Whole Grains Part 1
By Emily Reilly
There are so many conflicting messages about grains, it is hard to sift out accurate information from all the hype. You may have heard from various sources that eating any type of grain is going to create a whole cascade of ill health, from bad skin to obesity, to a nasty attitude. On the other hand, other health professionals will tell you that grains are essential to a balanced diet.
The truth is more complex, and each person needs to navigate their own path to figure out what works best for their activity level, nutrition requirements, budget, and lifestyle.

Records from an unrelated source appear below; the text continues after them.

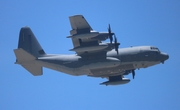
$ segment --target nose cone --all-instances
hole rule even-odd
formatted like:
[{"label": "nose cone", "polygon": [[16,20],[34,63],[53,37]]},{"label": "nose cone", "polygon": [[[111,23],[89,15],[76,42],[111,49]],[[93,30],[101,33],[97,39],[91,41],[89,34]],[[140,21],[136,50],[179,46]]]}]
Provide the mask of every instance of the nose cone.
[{"label": "nose cone", "polygon": [[160,57],[161,57],[161,61],[163,61],[163,62],[165,60],[169,59],[169,55],[167,53],[163,53],[163,52],[161,52]]}]

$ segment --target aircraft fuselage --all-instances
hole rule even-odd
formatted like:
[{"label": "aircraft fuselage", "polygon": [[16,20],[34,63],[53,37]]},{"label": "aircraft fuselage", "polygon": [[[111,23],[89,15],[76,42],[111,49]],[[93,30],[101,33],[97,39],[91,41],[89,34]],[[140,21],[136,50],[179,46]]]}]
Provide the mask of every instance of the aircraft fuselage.
[{"label": "aircraft fuselage", "polygon": [[168,57],[155,47],[138,46],[119,49],[119,55],[112,50],[107,53],[106,60],[82,60],[77,55],[45,55],[39,57],[36,63],[70,75],[104,77],[121,75],[127,70],[147,68],[163,63]]}]

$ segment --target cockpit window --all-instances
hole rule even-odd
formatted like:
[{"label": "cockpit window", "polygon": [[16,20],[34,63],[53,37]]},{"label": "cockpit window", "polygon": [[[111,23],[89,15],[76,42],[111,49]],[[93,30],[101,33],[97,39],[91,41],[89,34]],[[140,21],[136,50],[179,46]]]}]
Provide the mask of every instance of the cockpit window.
[{"label": "cockpit window", "polygon": [[159,49],[157,47],[151,47],[151,50],[157,50],[159,51]]}]

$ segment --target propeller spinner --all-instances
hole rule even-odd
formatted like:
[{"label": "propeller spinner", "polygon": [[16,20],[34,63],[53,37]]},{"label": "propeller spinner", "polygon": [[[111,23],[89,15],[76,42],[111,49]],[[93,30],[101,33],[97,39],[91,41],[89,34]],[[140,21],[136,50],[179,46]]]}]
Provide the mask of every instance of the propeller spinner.
[{"label": "propeller spinner", "polygon": [[115,51],[117,52],[117,54],[119,54],[118,48],[119,48],[120,43],[118,43],[116,35],[111,32],[111,26],[110,26],[110,24],[109,24],[109,26],[108,26],[108,33],[109,33],[109,39],[110,39],[110,43],[111,43],[111,44],[112,44],[113,35],[114,35],[114,48],[115,48]]}]

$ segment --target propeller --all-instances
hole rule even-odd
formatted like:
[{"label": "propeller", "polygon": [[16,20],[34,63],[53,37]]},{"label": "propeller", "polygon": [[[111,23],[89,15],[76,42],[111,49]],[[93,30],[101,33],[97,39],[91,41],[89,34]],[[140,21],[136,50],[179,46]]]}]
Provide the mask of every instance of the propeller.
[{"label": "propeller", "polygon": [[119,55],[119,51],[118,51],[119,45],[120,45],[120,43],[117,42],[117,37],[114,34],[114,47],[115,47],[115,51],[117,52],[118,55]]},{"label": "propeller", "polygon": [[112,44],[112,41],[113,41],[113,33],[111,32],[111,26],[110,26],[110,24],[109,24],[109,27],[108,27],[108,33],[109,33],[109,39],[110,39],[110,42],[111,42],[111,44]]},{"label": "propeller", "polygon": [[134,79],[134,77],[135,77],[135,71],[134,70],[132,70],[132,76],[133,76],[133,79]]}]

First things first…What is a grain? Grains come from the seed portion of grasses. Whole grain foods include all three parts of the seed:
Bran – forms the outer layer of the seed and contains fiber, B vitamins, minerals (magnesium, phosphorus, iron, zinc, selenium, copper) and phytochemicals;
Endosperm – is the kernel and bulk of the seed containing complex carbohydrates, protein and B vitamins;
Germ – produces the sprout and contains B vitamins (niacin, thiamin, riboflavin), vitamin E, minerals, unsaturated fats, phytochemicals and antioxidants.
What are they made of?
Whole grains are a great source of complex carbohydrates and fiber that fill you up, help with digestion and depending on their preparation, contain fewer calories than other “filling” foods.
Whole grains have both soluble and insoluble fiber. Soluble fiber slows stomach emptying and nutrient absorption, reducing the rise in glucose and insulin to improve blood sugar control. Insoluble fiber adds bulk to stool and shortens transit time through the colon, reducing the time the bowels carry waste products.
Different grains also contain nutrients such as tocopherols, beta-carotene, vitamin C, folate, glutamine, phytoestrogens, lignans, flavonoids, oligosaccharides, inositol, phenolics, saponins, lectins, and protease and amylase inhibitors. These nutrients may prevent diseases, lower blood cholesterol, stabilize blood sugar and improve immune function.
Some grains contain the gluten. This is a specific protein that should be avoided by people with celiac disease (between 0.55% and 6% of Americans have celiac disease)
Here is a list of common grains used in cooking. Starred items contain gluten.
Finding whole grains in the grocery store
The importance in knowing whole grains versus refined grains is that refined grains contain only the endosperm and lose up to 80 percent of their nutrients after the bran and germ are removed.
Whole grain foods are usually labeled as such, but read carefully…some products only have a small amount of whole grain, and even use caramel colouring and molasses to add a “healthy” brown color. Whole grain foods are labeled as containing: “100% whole grain” or “whole wheat.” Food is often made mostly of refined grain if it is labeled: “100% wheat,” “cracked wheat,” “multigrain,” “oat bran,” “pumpernickel,” “rye” (breads), “wheat,” “wheatberry,” “stone ground” or “stoned wheat,” “whole bran” (“7-bran,” “12-bran”) or “7-grain” (“9-grain,” “12-grain”).
Many producers of refined grains have added minerals and vitamins back into their products, but they are not able to fully restore the compliment of nutrients fiber that the whole grain originally contained. Whole grain cereals and breads have three to six times more fiber than refined cereals or white bread.